Presence abides when an individual is not paralyzed by fear and has a sense of trust in oneself. Its counter, according to Cuddy, is “impostorism.” At first, researchers Pauline Clance and Suzanne Imes studied high achieving women who felt they were impostors, despite their accomplishments. It took an anonymous survey to discover that men also suffer impostorism. Apparently, men felt less able to speak openly about their fears.

Unfortunately, “fears that we will be unmasked as frauds can defeat us even before we begin.” Jessie Collett and Jade Avalis study the effects of “impostorism on career and educational ambitions.” After surveying hundreds of doctoral students, many in science, they found that impostorism did indeed cause “down shifting.” That is, there was a lowering of professional ambitions for these students.

Fear of failure appears to be a prevalent factor for the “impostor phenomenon.” Ironically, those who fear failure most are people “who have achieved something—people who are demonstrably anything but frauds.” Something to consider if you’ve ever felt like an impostor!

Feeling powerless also defeats us and stymies our ability to be present. The research of Dacher Keltner and his colleagues found that when we feel powerful, we feel free, in control and safe. And so we operate out of an approach system. We seek opportunities and are able to meet the world openly. Not about dominating others, personal power is about trusting our own inner authority.

However, when we feel powerless, our behavioral system is one of avoidance. We tune into threats, rather than opportunities and we withdraw. “We feel generally anxious and pessimistic, and we’re susceptible to social pressures that inhibit us and make our behavior unrepresentative of our sincere selves.” And our anxiety even impairs our ability to think or to remember, for that matter!

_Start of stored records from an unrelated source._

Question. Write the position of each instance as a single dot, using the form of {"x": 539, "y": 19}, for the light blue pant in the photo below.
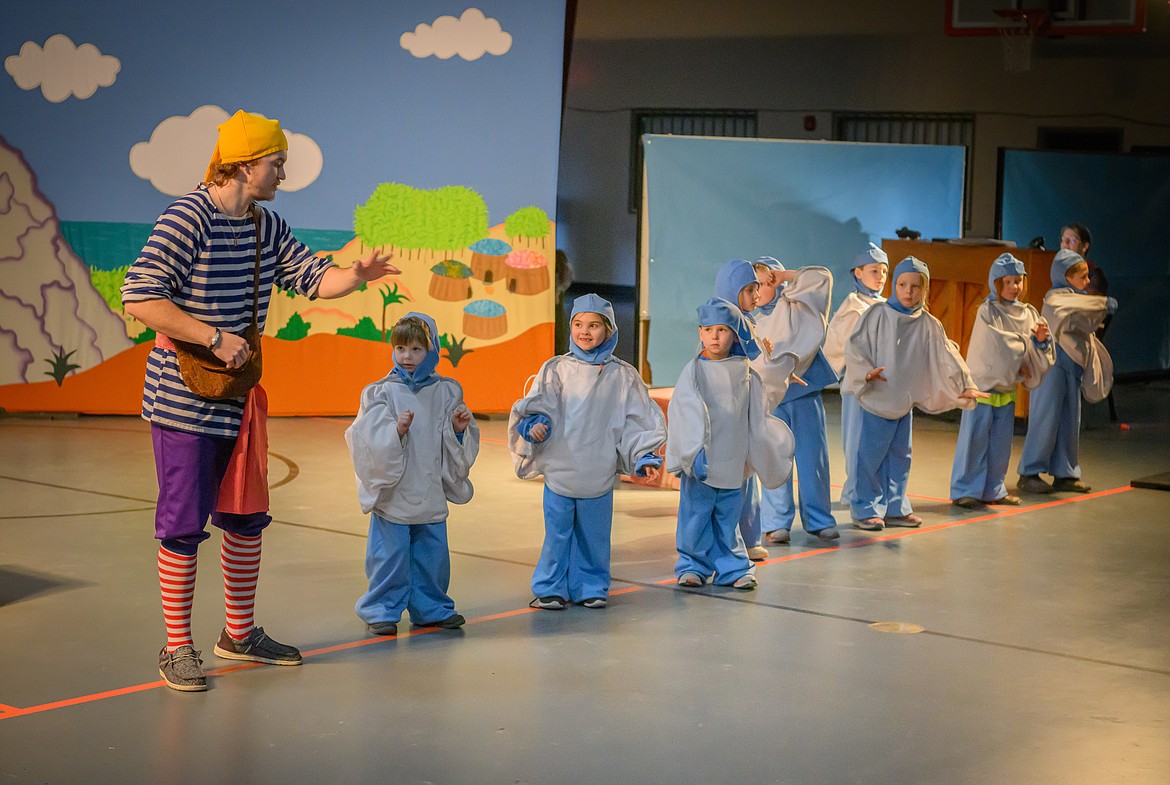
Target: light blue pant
{"x": 750, "y": 514}
{"x": 408, "y": 567}
{"x": 805, "y": 417}
{"x": 983, "y": 452}
{"x": 708, "y": 537}
{"x": 882, "y": 472}
{"x": 575, "y": 559}
{"x": 851, "y": 429}
{"x": 1052, "y": 445}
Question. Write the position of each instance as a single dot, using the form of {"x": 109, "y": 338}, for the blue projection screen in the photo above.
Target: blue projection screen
{"x": 805, "y": 202}
{"x": 1124, "y": 201}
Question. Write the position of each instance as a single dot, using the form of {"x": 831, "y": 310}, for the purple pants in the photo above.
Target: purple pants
{"x": 190, "y": 469}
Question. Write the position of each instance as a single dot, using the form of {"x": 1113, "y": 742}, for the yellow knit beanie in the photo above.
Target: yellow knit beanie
{"x": 246, "y": 137}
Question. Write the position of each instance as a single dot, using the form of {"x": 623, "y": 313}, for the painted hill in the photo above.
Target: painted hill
{"x": 318, "y": 376}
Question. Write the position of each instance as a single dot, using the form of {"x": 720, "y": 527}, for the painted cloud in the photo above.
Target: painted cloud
{"x": 469, "y": 36}
{"x": 62, "y": 69}
{"x": 174, "y": 159}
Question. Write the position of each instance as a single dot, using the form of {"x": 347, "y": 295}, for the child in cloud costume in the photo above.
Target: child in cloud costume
{"x": 405, "y": 482}
{"x": 1010, "y": 345}
{"x": 873, "y": 264}
{"x": 720, "y": 434}
{"x": 1082, "y": 366}
{"x": 899, "y": 357}
{"x": 587, "y": 419}
{"x": 795, "y": 321}
{"x": 737, "y": 284}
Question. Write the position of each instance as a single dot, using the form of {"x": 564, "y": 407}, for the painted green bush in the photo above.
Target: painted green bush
{"x": 364, "y": 329}
{"x": 445, "y": 219}
{"x": 528, "y": 222}
{"x": 295, "y": 329}
{"x": 108, "y": 283}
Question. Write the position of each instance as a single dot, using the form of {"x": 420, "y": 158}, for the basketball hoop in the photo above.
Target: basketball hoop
{"x": 1018, "y": 38}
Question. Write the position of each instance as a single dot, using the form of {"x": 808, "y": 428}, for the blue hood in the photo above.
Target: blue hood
{"x": 720, "y": 311}
{"x": 869, "y": 256}
{"x": 1005, "y": 264}
{"x": 593, "y": 304}
{"x": 425, "y": 373}
{"x": 1064, "y": 261}
{"x": 908, "y": 264}
{"x": 731, "y": 277}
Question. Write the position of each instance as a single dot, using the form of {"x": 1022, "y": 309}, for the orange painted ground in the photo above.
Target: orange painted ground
{"x": 322, "y": 374}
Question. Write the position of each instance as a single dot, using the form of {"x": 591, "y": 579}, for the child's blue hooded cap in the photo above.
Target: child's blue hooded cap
{"x": 771, "y": 263}
{"x": 908, "y": 264}
{"x": 425, "y": 372}
{"x": 873, "y": 254}
{"x": 591, "y": 303}
{"x": 1064, "y": 261}
{"x": 1005, "y": 264}
{"x": 720, "y": 311}
{"x": 733, "y": 277}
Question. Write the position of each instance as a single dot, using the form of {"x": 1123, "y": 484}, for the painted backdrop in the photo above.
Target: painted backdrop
{"x": 420, "y": 128}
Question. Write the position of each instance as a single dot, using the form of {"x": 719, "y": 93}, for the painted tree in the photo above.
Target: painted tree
{"x": 389, "y": 296}
{"x": 528, "y": 222}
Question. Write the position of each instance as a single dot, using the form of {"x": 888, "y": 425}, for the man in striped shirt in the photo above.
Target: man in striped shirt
{"x": 194, "y": 281}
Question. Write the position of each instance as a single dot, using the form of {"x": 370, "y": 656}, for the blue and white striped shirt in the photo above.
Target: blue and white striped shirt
{"x": 204, "y": 262}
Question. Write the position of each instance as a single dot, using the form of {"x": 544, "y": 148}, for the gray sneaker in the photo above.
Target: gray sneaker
{"x": 1032, "y": 483}
{"x": 256, "y": 647}
{"x": 183, "y": 669}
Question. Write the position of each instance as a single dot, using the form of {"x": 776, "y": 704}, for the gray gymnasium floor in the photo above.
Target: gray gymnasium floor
{"x": 1045, "y": 655}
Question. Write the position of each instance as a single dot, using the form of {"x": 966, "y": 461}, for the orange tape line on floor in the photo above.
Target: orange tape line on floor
{"x": 9, "y": 711}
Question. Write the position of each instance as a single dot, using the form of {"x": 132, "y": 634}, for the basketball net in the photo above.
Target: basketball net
{"x": 1018, "y": 38}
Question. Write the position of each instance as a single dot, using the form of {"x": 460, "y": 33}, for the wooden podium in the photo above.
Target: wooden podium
{"x": 958, "y": 283}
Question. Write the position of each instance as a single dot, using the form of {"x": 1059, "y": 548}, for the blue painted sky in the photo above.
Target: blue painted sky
{"x": 334, "y": 71}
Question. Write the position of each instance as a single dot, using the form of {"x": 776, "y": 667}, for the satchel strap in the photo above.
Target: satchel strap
{"x": 255, "y": 291}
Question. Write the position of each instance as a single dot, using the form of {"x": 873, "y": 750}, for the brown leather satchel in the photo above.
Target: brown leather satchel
{"x": 206, "y": 374}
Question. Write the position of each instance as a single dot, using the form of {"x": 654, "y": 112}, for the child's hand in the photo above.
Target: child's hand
{"x": 404, "y": 421}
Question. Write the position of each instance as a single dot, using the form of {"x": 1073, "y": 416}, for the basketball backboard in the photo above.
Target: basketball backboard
{"x": 1064, "y": 16}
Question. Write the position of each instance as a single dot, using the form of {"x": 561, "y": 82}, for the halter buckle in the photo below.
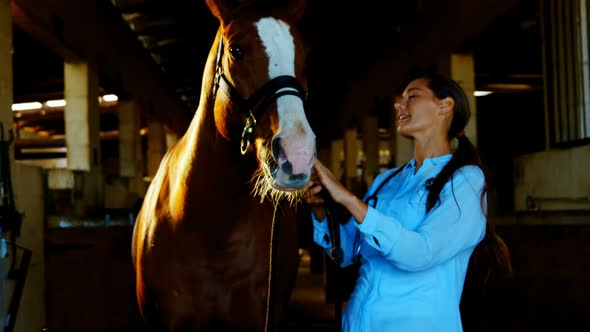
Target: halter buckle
{"x": 248, "y": 133}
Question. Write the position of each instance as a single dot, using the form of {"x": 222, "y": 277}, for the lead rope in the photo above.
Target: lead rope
{"x": 271, "y": 272}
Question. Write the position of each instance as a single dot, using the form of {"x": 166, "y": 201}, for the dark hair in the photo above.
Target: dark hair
{"x": 491, "y": 257}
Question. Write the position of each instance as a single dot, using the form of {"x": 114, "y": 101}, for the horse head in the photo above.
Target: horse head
{"x": 259, "y": 90}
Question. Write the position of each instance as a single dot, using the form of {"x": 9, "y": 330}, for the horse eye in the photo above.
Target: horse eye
{"x": 236, "y": 52}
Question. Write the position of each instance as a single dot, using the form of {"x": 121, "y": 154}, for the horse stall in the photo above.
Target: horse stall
{"x": 550, "y": 287}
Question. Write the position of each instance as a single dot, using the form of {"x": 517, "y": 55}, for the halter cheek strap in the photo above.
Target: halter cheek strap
{"x": 259, "y": 101}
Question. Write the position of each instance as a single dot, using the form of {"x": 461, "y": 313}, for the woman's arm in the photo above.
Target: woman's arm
{"x": 454, "y": 225}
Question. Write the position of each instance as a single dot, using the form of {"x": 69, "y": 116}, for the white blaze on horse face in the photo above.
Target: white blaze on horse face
{"x": 297, "y": 139}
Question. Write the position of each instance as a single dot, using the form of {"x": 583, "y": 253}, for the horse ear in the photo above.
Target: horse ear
{"x": 296, "y": 9}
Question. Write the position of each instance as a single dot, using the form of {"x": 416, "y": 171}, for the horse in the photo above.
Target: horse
{"x": 202, "y": 245}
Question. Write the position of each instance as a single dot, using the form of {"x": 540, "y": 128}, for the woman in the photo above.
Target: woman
{"x": 419, "y": 224}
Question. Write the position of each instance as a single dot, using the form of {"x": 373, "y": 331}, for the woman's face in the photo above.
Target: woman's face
{"x": 417, "y": 110}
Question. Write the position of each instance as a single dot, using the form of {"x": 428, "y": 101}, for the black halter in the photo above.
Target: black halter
{"x": 258, "y": 102}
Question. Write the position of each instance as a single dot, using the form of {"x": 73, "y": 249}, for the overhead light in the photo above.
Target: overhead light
{"x": 56, "y": 103}
{"x": 480, "y": 93}
{"x": 110, "y": 98}
{"x": 27, "y": 106}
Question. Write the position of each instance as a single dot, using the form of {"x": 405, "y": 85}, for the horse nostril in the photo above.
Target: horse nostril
{"x": 287, "y": 167}
{"x": 277, "y": 150}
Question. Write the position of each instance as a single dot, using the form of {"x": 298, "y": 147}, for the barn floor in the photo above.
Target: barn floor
{"x": 90, "y": 286}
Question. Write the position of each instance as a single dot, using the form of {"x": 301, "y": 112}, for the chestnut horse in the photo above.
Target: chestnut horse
{"x": 202, "y": 248}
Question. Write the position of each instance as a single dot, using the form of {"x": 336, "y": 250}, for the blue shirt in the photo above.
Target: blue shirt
{"x": 413, "y": 264}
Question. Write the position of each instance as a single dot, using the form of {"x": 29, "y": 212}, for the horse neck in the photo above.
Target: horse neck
{"x": 214, "y": 160}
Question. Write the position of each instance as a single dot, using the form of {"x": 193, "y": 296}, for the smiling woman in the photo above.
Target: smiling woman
{"x": 418, "y": 225}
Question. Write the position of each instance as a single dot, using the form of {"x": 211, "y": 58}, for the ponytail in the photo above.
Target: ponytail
{"x": 491, "y": 257}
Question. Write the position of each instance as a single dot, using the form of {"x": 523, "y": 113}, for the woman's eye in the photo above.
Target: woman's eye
{"x": 236, "y": 52}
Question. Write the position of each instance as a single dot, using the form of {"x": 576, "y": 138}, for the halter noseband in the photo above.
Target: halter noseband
{"x": 259, "y": 101}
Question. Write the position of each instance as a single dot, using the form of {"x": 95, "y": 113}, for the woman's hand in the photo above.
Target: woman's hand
{"x": 339, "y": 193}
{"x": 315, "y": 199}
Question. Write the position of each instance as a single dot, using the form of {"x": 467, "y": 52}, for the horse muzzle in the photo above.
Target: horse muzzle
{"x": 294, "y": 162}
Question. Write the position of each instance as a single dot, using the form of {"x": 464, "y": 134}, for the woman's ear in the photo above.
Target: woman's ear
{"x": 446, "y": 105}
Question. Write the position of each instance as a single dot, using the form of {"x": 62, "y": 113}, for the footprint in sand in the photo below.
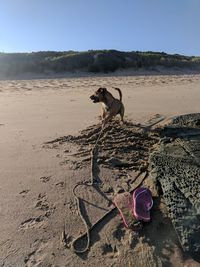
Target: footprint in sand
{"x": 43, "y": 205}
{"x": 45, "y": 179}
{"x": 37, "y": 256}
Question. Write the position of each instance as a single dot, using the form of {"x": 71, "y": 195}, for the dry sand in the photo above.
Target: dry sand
{"x": 36, "y": 198}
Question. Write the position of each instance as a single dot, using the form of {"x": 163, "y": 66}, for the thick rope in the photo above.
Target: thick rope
{"x": 90, "y": 182}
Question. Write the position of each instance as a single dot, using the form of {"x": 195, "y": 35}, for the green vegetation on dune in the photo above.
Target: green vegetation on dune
{"x": 95, "y": 61}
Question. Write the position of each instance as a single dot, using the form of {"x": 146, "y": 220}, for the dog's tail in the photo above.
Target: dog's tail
{"x": 120, "y": 93}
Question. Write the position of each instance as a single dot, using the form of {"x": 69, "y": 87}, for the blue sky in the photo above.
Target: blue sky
{"x": 172, "y": 26}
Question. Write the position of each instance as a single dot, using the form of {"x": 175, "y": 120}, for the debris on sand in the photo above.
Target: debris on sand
{"x": 176, "y": 166}
{"x": 124, "y": 146}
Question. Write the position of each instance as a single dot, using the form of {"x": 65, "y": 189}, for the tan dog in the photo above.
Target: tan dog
{"x": 110, "y": 105}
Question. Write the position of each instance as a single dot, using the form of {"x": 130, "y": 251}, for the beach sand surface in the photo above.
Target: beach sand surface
{"x": 36, "y": 180}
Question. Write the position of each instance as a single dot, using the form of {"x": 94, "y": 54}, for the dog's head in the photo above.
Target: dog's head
{"x": 99, "y": 95}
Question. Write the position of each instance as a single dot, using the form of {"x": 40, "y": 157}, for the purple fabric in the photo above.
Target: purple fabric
{"x": 142, "y": 203}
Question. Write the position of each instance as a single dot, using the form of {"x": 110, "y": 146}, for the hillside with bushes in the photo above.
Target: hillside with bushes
{"x": 93, "y": 61}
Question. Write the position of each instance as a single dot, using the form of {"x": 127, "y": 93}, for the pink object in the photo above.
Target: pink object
{"x": 134, "y": 207}
{"x": 142, "y": 203}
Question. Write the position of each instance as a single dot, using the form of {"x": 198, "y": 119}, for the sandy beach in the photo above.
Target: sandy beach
{"x": 36, "y": 179}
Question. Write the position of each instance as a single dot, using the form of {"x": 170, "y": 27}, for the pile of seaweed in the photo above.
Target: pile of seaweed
{"x": 124, "y": 146}
{"x": 176, "y": 167}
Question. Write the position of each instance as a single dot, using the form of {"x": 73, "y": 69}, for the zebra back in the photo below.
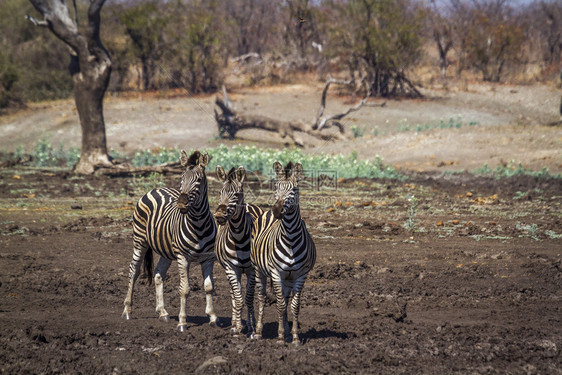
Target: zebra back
{"x": 159, "y": 223}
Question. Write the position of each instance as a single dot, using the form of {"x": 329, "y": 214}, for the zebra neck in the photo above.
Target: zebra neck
{"x": 237, "y": 223}
{"x": 199, "y": 210}
{"x": 292, "y": 224}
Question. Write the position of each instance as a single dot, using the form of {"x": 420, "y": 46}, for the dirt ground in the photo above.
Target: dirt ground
{"x": 511, "y": 123}
{"x": 464, "y": 278}
{"x": 467, "y": 280}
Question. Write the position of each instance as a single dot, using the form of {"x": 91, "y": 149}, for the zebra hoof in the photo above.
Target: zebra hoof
{"x": 214, "y": 323}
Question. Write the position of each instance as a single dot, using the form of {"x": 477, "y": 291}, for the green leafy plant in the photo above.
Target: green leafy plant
{"x": 357, "y": 131}
{"x": 411, "y": 223}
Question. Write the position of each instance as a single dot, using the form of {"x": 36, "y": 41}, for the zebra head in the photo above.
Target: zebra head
{"x": 286, "y": 188}
{"x": 232, "y": 193}
{"x": 193, "y": 180}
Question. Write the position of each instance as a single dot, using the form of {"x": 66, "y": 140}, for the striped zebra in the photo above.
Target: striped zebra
{"x": 177, "y": 225}
{"x": 282, "y": 250}
{"x": 235, "y": 219}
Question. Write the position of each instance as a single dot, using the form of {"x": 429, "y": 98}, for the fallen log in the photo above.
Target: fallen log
{"x": 230, "y": 122}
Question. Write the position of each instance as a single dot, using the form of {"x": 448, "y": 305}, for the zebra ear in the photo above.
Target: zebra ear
{"x": 240, "y": 174}
{"x": 204, "y": 160}
{"x": 220, "y": 173}
{"x": 184, "y": 158}
{"x": 297, "y": 171}
{"x": 279, "y": 171}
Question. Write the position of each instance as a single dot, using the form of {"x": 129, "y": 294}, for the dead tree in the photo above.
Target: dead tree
{"x": 90, "y": 68}
{"x": 230, "y": 122}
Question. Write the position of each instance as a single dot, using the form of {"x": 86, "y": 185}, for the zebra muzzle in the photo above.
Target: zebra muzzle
{"x": 183, "y": 203}
{"x": 278, "y": 209}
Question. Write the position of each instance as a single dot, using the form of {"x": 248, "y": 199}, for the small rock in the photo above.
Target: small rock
{"x": 218, "y": 360}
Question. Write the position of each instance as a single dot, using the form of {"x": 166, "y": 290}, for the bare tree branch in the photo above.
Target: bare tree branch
{"x": 36, "y": 22}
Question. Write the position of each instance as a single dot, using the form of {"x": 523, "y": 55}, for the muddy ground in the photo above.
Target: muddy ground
{"x": 467, "y": 280}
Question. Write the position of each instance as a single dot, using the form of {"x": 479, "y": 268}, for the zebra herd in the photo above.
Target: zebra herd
{"x": 178, "y": 225}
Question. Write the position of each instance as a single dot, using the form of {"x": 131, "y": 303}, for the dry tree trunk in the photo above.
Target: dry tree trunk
{"x": 230, "y": 122}
{"x": 90, "y": 68}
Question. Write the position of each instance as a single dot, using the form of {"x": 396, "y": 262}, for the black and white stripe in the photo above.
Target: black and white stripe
{"x": 235, "y": 219}
{"x": 177, "y": 225}
{"x": 282, "y": 249}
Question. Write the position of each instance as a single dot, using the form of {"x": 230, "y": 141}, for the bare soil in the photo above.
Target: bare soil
{"x": 472, "y": 285}
{"x": 512, "y": 124}
{"x": 467, "y": 279}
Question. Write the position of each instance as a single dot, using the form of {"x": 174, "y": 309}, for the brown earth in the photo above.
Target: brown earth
{"x": 467, "y": 279}
{"x": 472, "y": 285}
{"x": 511, "y": 124}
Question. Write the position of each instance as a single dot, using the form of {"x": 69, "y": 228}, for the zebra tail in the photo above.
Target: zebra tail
{"x": 149, "y": 265}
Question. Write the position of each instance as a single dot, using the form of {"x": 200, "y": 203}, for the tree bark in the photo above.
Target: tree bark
{"x": 90, "y": 68}
{"x": 229, "y": 122}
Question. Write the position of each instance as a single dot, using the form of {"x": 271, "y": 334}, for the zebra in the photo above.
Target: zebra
{"x": 232, "y": 246}
{"x": 177, "y": 225}
{"x": 282, "y": 250}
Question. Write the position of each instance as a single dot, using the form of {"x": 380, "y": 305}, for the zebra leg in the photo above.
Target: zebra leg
{"x": 184, "y": 291}
{"x": 262, "y": 285}
{"x": 295, "y": 309}
{"x": 208, "y": 285}
{"x": 235, "y": 281}
{"x": 134, "y": 271}
{"x": 282, "y": 297}
{"x": 159, "y": 277}
{"x": 249, "y": 299}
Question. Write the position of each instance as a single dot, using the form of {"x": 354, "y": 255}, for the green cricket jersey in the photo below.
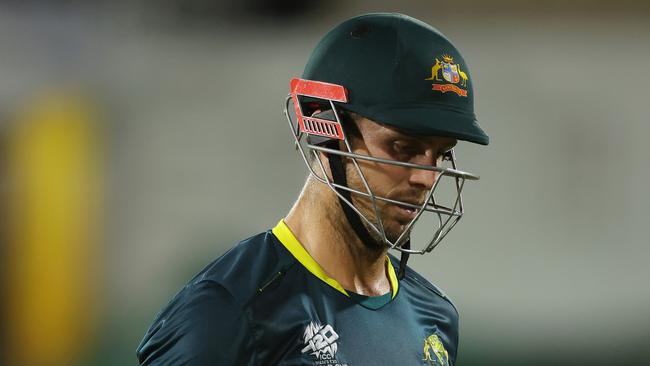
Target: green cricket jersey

In addition to anxiety, powerlessness can be self-defeating, notes Cuddy. She states, “People who feel socially powerless are … dependent on powerful others to lead the way. This causes the powerless to endorse the unfair systems that reinforce their state.” Studies by Van der Toorn and cohorts found that “the powerless justify rather than strive to change the hierarchical structures that disadvantage them.” Interesting to ponder in these election times.

So how not to collapse into powerlessness? Don’t collapse the body, for starters, exhorts Cuddy. Poet David Whyte, who can mesmerize an audience for hours with his lyrical stories, says “Be Large!” Cuddy would concur.

When we feel powerless, we may collapse in our postures, gestures, walking, even our speech, says Cuddy. And, yes, Cuddy asserts, men use much more expansive body language than do women. “Men display generally more non-verbal dominance and expansiveness, talk more, and interrupt more than women do. Women show generally more submissive, contractive, non-verbal behavior, talk less (yes, the stereotype that women are more talkative than men is just plain wrong), interrupt less often, and are interrupted more often.”

Unfortunately, women globally are still subjected to less social power than men and it shows behaviorally.

Note that the subordination of women is not evident among children in their early years. At first, little boys and little girls are equally likely to elicit expansive postures—throwing their arms in the air, standing with shoulders back, feet planted apart. However, eventually, “as boys continue to expand … girls begin to collapse.” Cuddy issues a call to all of us to intervene when we see our daughters, sisters, female friends start to collapse in on themselves.

But both men and women can benefit from power poses that have been extensively researched. It was found that simple expansive body postures held for a couple minutes had better results than being assigned a powerful role.

Or, in the words of Maya Angelou, “Stand up straight and realize who you are, that you tower over your circumstances.”

Cuddy’s book can help us do just that: to integrate presence with our personal power that frees us to connect to and care for others and thus live a more expansive life.